Konut sektörünün en önemli sorunu önceden de ifade ettiğim gibi acilen bir hizmet kanunun çıkartılarak 2016 yılında yürürlüğe girmesi şarttır. Bunun yanında Müteahhitlerin belgelendirilmesi ve sınıflandırılması şarttır. Eskiden bir doktor vardı her şeye bakardı şimdi öyle mi ihtisaslaşma ya gitti ve iyi de oldu. Zira bu ülkede ve şehrimizde 7 milyon konutun kentsel dönüşümden dolayı yıkılıp yapılması söz konusu bu nerden baksan 20 yıllık süreçte 400 milyar dolarlık bir kaynak gerektiriyor. Peki bizim bir yıkım müteahhit grubumuz var mı bir yıkımın projelendirilmesi yıkıntının yeniden değerlendirilmesi dahil tüm süreçlerin planlanması gerekir. Kaldı ki kentsel dönüşüm sadece yıkıp yapmak değil kat eksiltme ve güçlendirmesi de varki daha şehrimizin bundan yıllar geçti haberi yok zira uygulama yok. Çalışanların belgelendirilmesi süreci iyi işlemiyor ve elzem bir konu ve acilen çözülmelidir. Burada ki tıkanmanın sebebi belge başına konan 700/800 tl civarındaki paranın önkoşul olarak yatırılması şartı ve ilgili kamuoyuna kamu spotu ile bu konunun iyi anlatılmamasıdır.

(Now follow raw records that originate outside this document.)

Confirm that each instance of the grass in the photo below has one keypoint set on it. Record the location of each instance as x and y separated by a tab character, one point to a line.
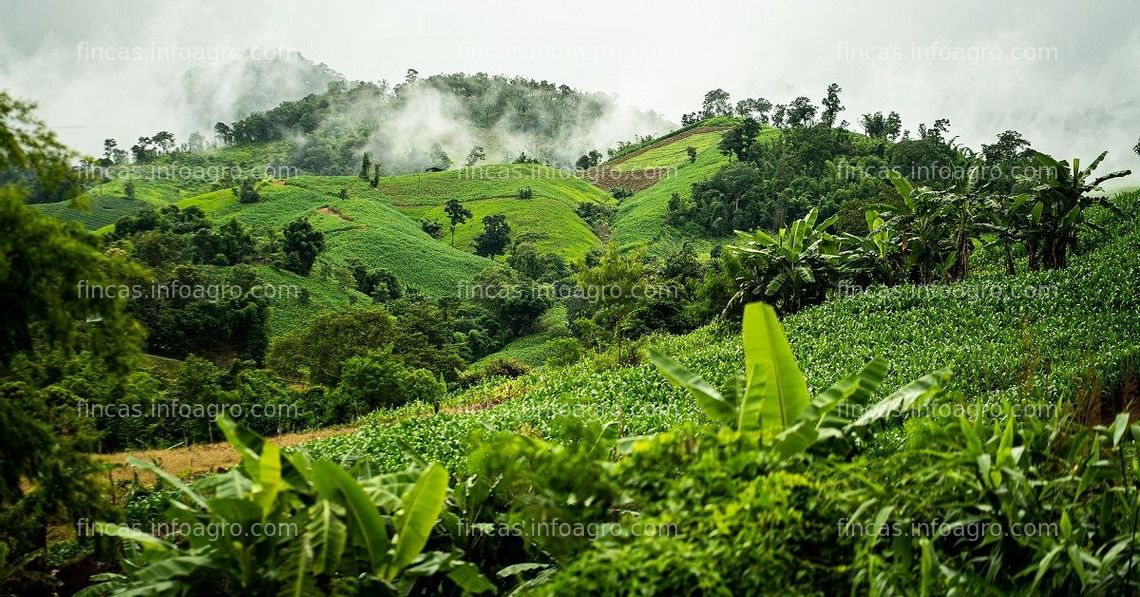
535	349
552	223
290	311
548	217
672	155
641	219
488	181
366	228
999	338
100	211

Teşekkür ediyorum bize vakit ayırdığınız için röportajımızın son bölümünde neler söylemek istersiniz?
Ben Teşekkür ediyorum size ve Kayseri Olay Gazetesi Ekibine, biz müteahhitler artık bizim sektörümüzün ayak bağı olan gerek bizler gerekse çalışanlarımıza sıkıntı getiren tüm sorunların çözümlenmesinden yanayız. Bu konuda gerek yerel idarelerimize gerekse genel idarelerimize yardımcı olmaya hazırız. Eskisi gibi değil artık örgütlüyüz ve son derece donanımlı sektör temsilcilerimiz vardır. Yeter ki bizden destek istensin, bizler her türlü desteği vermeye hazırız. Müteahhitlik sektörü ayağa kalkarsa ülkemiz ayağa kalkar ve istihdam sorunu çözülür. En önemlisi 250 ye yakın alt sektör üretmeye çalışmaya başlar ki ülkemizin buna bilhassa bu günlerde çok ihtiyacı var.
Ben ve Kardeşlerim daima ülkemizin kalkınmasından yana üzerimize düşen görevi yaptık ve yapmaya devam edeceğiz. Biz cumhuriyetimizin kurum ve kuruluşlarına bağlı bir aileyiz. Büyük önder Mustafa Kemal Atatürk’ümüzün koyduğu hedefte yürümeye devam edeceğiz. Ülkemizde oynanan oyuna, içten ve dıştan gelen her türlü darbelere karşıyız. Bu ülkede yaşayan 78 milyonla birlikte kardeşçe yaşamaya Büyük Türk Milletine yakışan Demokrasiye bağlı tam bağımsız Türkiye’den yanayız.